A SEPM-RJ conta com mais dois servidores em cargos relativos à aplicação da LGPD: o gestor de segurança da informação e o encarregado do tratamento e incidentes de dados.
SEPOL-RJ
● Normativas infralegais sobre gestão e proteção de dados no âmbito de atividades da segurança pública
Não foram localizadas as normativas infralegais sobre o tema no âmbito da SEPOL-RJ.
● Informações de Ouvidoria sobre solicitações referentes a LGPD
No portal da Ouvidoria da SEPOL-RJ, há informações de e-mail e telefone para contato, além do link para acesso direto ao formulário eletrônico unificado do sistema da Ouvidoria estadual (Ouverj). O formulário da Ouverj conta com
campo de assunto dedicado às solicitações referentes à LGPD.

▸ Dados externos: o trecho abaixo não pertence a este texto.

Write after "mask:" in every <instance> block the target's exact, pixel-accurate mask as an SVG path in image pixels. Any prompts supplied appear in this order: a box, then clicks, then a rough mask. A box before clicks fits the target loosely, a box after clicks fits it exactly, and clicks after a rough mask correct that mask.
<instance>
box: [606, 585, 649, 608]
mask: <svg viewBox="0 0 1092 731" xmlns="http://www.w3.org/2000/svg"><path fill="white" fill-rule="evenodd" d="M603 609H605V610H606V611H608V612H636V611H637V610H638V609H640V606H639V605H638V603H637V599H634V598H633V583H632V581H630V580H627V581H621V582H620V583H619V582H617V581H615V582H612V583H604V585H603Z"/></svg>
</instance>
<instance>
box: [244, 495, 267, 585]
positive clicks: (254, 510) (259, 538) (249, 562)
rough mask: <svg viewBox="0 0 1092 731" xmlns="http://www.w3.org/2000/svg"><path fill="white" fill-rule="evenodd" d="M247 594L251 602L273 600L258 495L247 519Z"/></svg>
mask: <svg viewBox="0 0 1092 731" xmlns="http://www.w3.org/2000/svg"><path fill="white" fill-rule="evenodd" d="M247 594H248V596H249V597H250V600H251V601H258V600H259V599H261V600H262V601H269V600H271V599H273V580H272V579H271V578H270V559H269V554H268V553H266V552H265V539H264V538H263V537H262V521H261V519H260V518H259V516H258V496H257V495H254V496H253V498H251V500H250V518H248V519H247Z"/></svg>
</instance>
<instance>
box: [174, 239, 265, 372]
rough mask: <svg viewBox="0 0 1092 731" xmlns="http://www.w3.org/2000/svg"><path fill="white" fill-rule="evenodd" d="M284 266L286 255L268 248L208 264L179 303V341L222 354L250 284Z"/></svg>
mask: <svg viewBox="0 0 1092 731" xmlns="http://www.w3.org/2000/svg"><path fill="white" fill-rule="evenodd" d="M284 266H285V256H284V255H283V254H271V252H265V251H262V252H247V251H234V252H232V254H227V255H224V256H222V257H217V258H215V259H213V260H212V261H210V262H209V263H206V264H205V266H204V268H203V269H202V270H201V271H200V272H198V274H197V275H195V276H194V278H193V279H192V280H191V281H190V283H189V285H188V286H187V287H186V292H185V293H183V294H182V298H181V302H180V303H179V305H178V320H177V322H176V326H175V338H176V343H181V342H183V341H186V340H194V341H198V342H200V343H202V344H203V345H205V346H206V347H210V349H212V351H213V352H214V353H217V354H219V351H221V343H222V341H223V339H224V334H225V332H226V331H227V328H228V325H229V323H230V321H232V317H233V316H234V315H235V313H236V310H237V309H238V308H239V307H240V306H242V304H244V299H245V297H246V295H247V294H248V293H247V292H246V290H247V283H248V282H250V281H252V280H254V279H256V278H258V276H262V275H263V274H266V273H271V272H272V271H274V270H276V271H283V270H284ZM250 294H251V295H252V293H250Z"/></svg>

● Informações sobre o exercício de direitos dos titulares
No portal oficial da SEPOL-RJ, não constam informações nem orientações necessárias para a realização de solicitações ou reclamações referentes a LGPD no âmbito de suas atividades.
● Servidor dedicado à função de encarregado de proteção de dados pessoais
Não constam informações sobre a existência de servidor encarregado de proteção de dados pessoais para a SEPOL-RJ em seu portal oficial.
Bahia
● Regulamentação da LGPD e normativas estaduais correlatas
Não há regulamentação da LGPD no Estado da Bahia.
● Normativas infralegais sobre gestão e proteção de dados no âmbito de atividades da segurança pública
Não foram localizadas as normativas infralegais sobre o tema no âmbito da SSP-BA.
● Informações de Ouvidoria sobre solicitações referentes a LGPD
O portal oficial da SSP-BA conta com link para acesso direto ao formulário eletrônico unificado do sistema da Ouvidoria estadual. O formulário da
Ouvidoria estadual não conta com campo de assunto dedicado às solicitações referentes à LGPD.
● Informações sobre o exercício de direitos dos titulares
No portal oficial da SSP-BA e da Ouvidoria estadual, não constam informações nem orientações necessárias para a realização de solicitações ou reclamações referentes a LGPD no âmbito de suas atividades.
● Servidor dedicado à função de encarregado de proteção de dados pessoais
Não constam informações sobre a existência de servidor encarregado de proteção de dados pessoais para a SSP-BA em seu portal oficial.